9. The modular section of claim 1, wherein said section has a recycled plastic content.

10. The modular section of claim 1, wherein said groove extends the length of respective upper and lower walls.

11. A support structure formed of a plurality of modular sections of claim 1.

12. The support structure of claim 11, wherein said support structures forms an article selected from the group consisting of a pallet, a deck, a piece of furniture, a bench, a table, and a chair.

13. The support structure of claim 11, wherein upper surfaces of adjacent interlocking sections form a continuous planar surface for said support structure.

14. The support structure of claim 11, wherein lower surfaces of adjacent interlocking sections form a continuous planar surface for said support structure.

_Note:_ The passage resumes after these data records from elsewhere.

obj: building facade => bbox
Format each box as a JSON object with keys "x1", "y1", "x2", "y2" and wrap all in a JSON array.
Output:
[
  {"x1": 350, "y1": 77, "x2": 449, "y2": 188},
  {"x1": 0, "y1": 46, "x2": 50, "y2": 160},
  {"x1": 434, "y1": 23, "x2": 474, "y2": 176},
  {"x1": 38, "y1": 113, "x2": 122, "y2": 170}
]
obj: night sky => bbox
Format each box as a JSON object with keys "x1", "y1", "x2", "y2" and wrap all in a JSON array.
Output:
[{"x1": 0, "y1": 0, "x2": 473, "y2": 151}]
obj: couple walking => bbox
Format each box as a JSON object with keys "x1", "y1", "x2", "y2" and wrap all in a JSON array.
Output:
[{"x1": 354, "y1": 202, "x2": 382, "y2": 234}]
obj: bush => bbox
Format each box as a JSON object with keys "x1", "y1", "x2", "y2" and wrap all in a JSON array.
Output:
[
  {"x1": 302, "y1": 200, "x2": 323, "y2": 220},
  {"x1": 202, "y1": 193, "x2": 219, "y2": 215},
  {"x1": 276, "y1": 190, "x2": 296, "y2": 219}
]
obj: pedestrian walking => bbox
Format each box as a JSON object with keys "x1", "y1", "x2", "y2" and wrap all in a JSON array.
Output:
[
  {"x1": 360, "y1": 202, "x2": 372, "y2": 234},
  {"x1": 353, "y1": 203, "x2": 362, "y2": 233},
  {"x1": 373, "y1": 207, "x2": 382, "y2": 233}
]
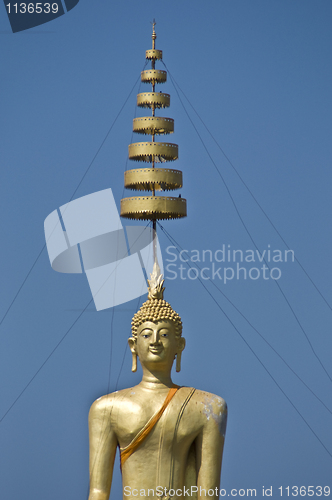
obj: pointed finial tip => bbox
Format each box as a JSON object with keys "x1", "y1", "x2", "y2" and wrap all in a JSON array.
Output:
[{"x1": 151, "y1": 19, "x2": 157, "y2": 40}]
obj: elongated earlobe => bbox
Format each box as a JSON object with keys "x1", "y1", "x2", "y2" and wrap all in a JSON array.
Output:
[
  {"x1": 131, "y1": 352, "x2": 137, "y2": 372},
  {"x1": 176, "y1": 351, "x2": 182, "y2": 372}
]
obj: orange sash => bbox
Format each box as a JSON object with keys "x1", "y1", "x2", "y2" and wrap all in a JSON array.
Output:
[{"x1": 120, "y1": 386, "x2": 180, "y2": 467}]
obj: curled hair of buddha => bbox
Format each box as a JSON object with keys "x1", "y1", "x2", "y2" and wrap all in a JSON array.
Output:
[{"x1": 131, "y1": 266, "x2": 182, "y2": 338}]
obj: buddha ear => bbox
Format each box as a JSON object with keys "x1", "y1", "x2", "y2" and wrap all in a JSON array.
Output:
[
  {"x1": 178, "y1": 337, "x2": 186, "y2": 352},
  {"x1": 128, "y1": 337, "x2": 137, "y2": 372}
]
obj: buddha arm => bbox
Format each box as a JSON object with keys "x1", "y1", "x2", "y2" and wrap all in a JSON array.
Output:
[
  {"x1": 195, "y1": 397, "x2": 227, "y2": 500},
  {"x1": 89, "y1": 396, "x2": 118, "y2": 500}
]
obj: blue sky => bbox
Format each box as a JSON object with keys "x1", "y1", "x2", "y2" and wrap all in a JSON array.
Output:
[{"x1": 0, "y1": 0, "x2": 332, "y2": 500}]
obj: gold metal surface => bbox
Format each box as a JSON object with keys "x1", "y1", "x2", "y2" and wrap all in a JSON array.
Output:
[
  {"x1": 141, "y1": 69, "x2": 167, "y2": 84},
  {"x1": 89, "y1": 27, "x2": 227, "y2": 500},
  {"x1": 124, "y1": 168, "x2": 182, "y2": 191},
  {"x1": 133, "y1": 116, "x2": 174, "y2": 135},
  {"x1": 137, "y1": 92, "x2": 170, "y2": 108},
  {"x1": 128, "y1": 142, "x2": 178, "y2": 163},
  {"x1": 145, "y1": 49, "x2": 163, "y2": 60},
  {"x1": 89, "y1": 277, "x2": 227, "y2": 500},
  {"x1": 120, "y1": 196, "x2": 187, "y2": 220}
]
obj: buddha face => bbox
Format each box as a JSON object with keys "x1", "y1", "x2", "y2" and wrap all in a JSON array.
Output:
[{"x1": 129, "y1": 319, "x2": 185, "y2": 369}]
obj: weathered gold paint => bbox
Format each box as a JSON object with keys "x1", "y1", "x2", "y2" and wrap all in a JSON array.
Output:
[{"x1": 89, "y1": 23, "x2": 227, "y2": 500}]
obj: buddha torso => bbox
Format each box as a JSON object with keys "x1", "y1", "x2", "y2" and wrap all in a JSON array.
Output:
[{"x1": 95, "y1": 384, "x2": 226, "y2": 499}]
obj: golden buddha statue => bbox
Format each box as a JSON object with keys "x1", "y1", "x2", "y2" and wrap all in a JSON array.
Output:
[
  {"x1": 89, "y1": 268, "x2": 227, "y2": 500},
  {"x1": 89, "y1": 23, "x2": 227, "y2": 500}
]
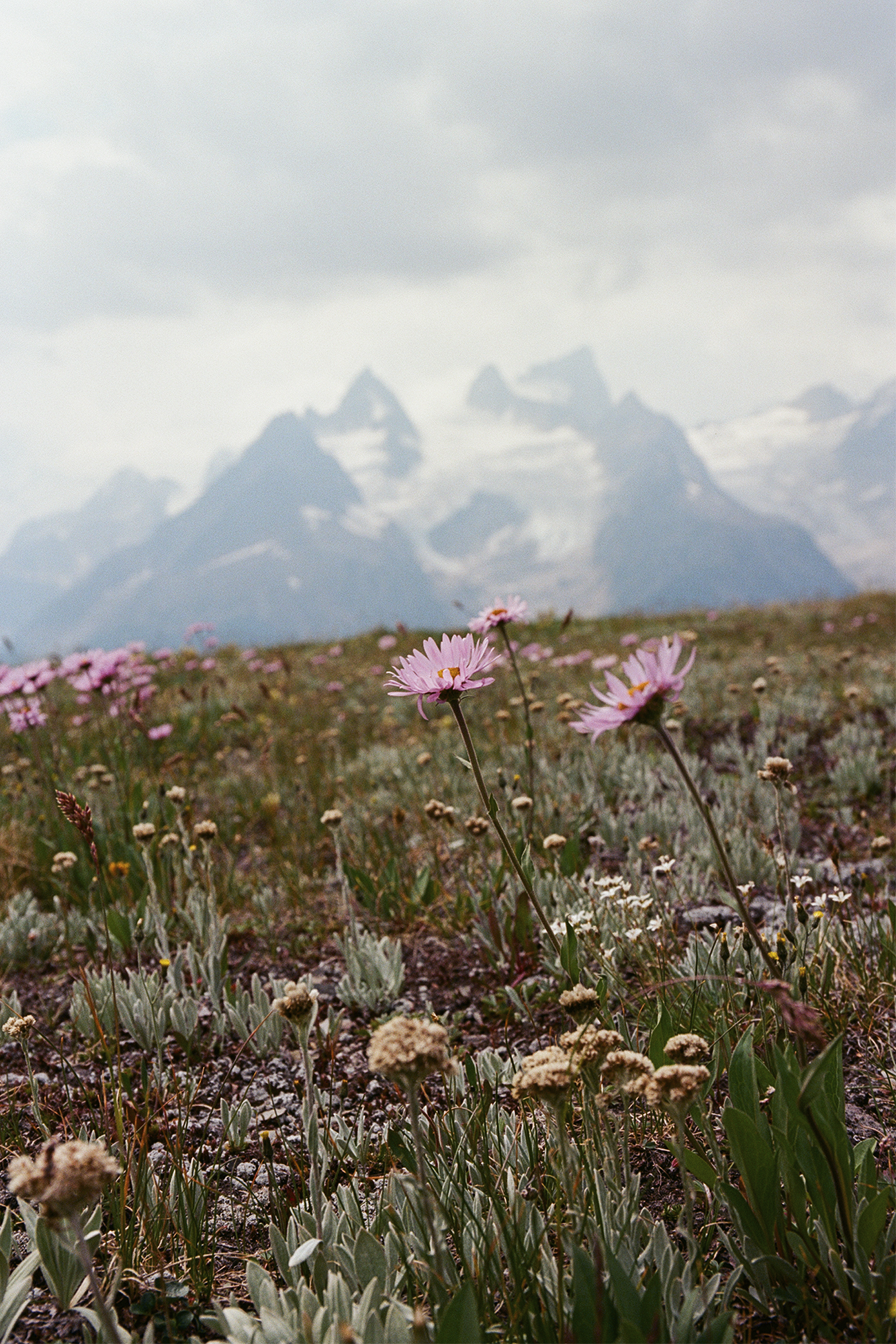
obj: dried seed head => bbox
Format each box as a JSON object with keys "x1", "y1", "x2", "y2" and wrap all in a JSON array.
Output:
[
  {"x1": 756, "y1": 757, "x2": 793, "y2": 784},
  {"x1": 600, "y1": 1050, "x2": 653, "y2": 1095},
  {"x1": 0, "y1": 1013, "x2": 35, "y2": 1040},
  {"x1": 510, "y1": 1046, "x2": 575, "y2": 1113},
  {"x1": 560, "y1": 1027, "x2": 625, "y2": 1068},
  {"x1": 641, "y1": 1064, "x2": 709, "y2": 1116},
  {"x1": 271, "y1": 980, "x2": 317, "y2": 1035},
  {"x1": 9, "y1": 1138, "x2": 121, "y2": 1220},
  {"x1": 423, "y1": 798, "x2": 454, "y2": 824},
  {"x1": 367, "y1": 1017, "x2": 457, "y2": 1093},
  {"x1": 560, "y1": 985, "x2": 600, "y2": 1021},
  {"x1": 664, "y1": 1031, "x2": 712, "y2": 1064}
]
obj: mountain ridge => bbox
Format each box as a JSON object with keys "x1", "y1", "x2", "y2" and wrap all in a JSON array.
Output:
[{"x1": 0, "y1": 347, "x2": 881, "y2": 650}]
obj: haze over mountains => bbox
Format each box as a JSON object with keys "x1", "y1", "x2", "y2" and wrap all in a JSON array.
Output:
[{"x1": 0, "y1": 349, "x2": 896, "y2": 653}]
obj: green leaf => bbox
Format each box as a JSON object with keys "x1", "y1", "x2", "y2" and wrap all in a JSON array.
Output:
[
  {"x1": 0, "y1": 1251, "x2": 40, "y2": 1344},
  {"x1": 34, "y1": 1218, "x2": 87, "y2": 1312},
  {"x1": 560, "y1": 919, "x2": 579, "y2": 985},
  {"x1": 647, "y1": 999, "x2": 676, "y2": 1068},
  {"x1": 721, "y1": 1106, "x2": 780, "y2": 1239},
  {"x1": 283, "y1": 1236, "x2": 321, "y2": 1277},
  {"x1": 797, "y1": 1036, "x2": 842, "y2": 1113},
  {"x1": 572, "y1": 1246, "x2": 598, "y2": 1344},
  {"x1": 355, "y1": 1227, "x2": 386, "y2": 1293},
  {"x1": 106, "y1": 906, "x2": 130, "y2": 952},
  {"x1": 603, "y1": 1246, "x2": 641, "y2": 1325},
  {"x1": 856, "y1": 1189, "x2": 889, "y2": 1259},
  {"x1": 560, "y1": 831, "x2": 582, "y2": 878},
  {"x1": 685, "y1": 1148, "x2": 716, "y2": 1189},
  {"x1": 435, "y1": 1282, "x2": 482, "y2": 1344},
  {"x1": 728, "y1": 1027, "x2": 759, "y2": 1121}
]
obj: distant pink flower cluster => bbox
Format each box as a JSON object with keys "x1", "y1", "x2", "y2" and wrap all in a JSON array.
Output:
[
  {"x1": 386, "y1": 634, "x2": 497, "y2": 718},
  {"x1": 0, "y1": 642, "x2": 171, "y2": 732},
  {"x1": 470, "y1": 597, "x2": 529, "y2": 634},
  {"x1": 571, "y1": 634, "x2": 697, "y2": 742}
]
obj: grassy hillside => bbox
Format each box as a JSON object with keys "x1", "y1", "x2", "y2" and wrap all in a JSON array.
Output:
[{"x1": 0, "y1": 594, "x2": 896, "y2": 1341}]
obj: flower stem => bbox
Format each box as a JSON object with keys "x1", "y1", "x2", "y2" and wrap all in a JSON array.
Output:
[
  {"x1": 407, "y1": 1086, "x2": 442, "y2": 1277},
  {"x1": 298, "y1": 1030, "x2": 324, "y2": 1241},
  {"x1": 447, "y1": 695, "x2": 572, "y2": 980},
  {"x1": 653, "y1": 723, "x2": 778, "y2": 976},
  {"x1": 498, "y1": 622, "x2": 535, "y2": 817}
]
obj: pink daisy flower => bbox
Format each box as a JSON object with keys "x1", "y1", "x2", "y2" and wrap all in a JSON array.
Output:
[
  {"x1": 470, "y1": 597, "x2": 529, "y2": 634},
  {"x1": 571, "y1": 634, "x2": 697, "y2": 742},
  {"x1": 384, "y1": 634, "x2": 497, "y2": 718}
]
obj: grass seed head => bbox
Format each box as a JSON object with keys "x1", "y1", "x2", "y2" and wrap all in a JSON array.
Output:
[{"x1": 664, "y1": 1031, "x2": 712, "y2": 1064}]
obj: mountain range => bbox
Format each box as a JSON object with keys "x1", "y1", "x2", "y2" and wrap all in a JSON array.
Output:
[{"x1": 0, "y1": 349, "x2": 896, "y2": 653}]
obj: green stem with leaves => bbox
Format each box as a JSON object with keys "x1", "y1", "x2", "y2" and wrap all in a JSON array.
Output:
[
  {"x1": 69, "y1": 1214, "x2": 121, "y2": 1344},
  {"x1": 650, "y1": 723, "x2": 778, "y2": 976},
  {"x1": 498, "y1": 625, "x2": 535, "y2": 817},
  {"x1": 443, "y1": 691, "x2": 572, "y2": 978}
]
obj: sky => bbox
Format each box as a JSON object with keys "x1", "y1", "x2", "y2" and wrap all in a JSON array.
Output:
[{"x1": 0, "y1": 0, "x2": 896, "y2": 544}]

15. A method for manufacture of a tubular pallet comprising forming a plurality of modular sections each having a generally open cross-sectional configuration with spaced upper and lower surfaces and spaced side walls, said upper and lower surfaces and side walls forming upper and lower edges, respectively, at the interfaces, wherein said upper and lower surfaces each comprise an extension at at least one edge, said extension having a flange formed at the ends thereof, and wherein said upper and lower surfaces each have a groove formed therein; and establishing interlocking assembly of said interlocking sections for securing top and bottom walls of said plurality of pallet sections in interlocked assembly.

16. A tubular pallet comprising a plurality of elongated plastic modular sections having protruding flanges on the top surface and bottom surfaces of one side arranged to interlock with grooves formed in the top surface and bottom surface of the opposite side of an adjacent section.

17. The tubular pallet of claim 16, where said flanges extend along the length of said tubular section and wherein said grooves are formed such that a flange of one section is insertable into the corresponding groove formed in the adjacent section to secure one said adjacent sections.

18. The tubular pallet of claim 17, wherein each of said flanges has a depth and a width that substantially corresponds to a depth and width of said corresponding groove.

19. The tubular pallet of claim 17, wherein said groove is wider that the width of said flange.

20. The tubular pallet of claim 17, wherein said flanges are removable from said grooves to disassemble said pallet.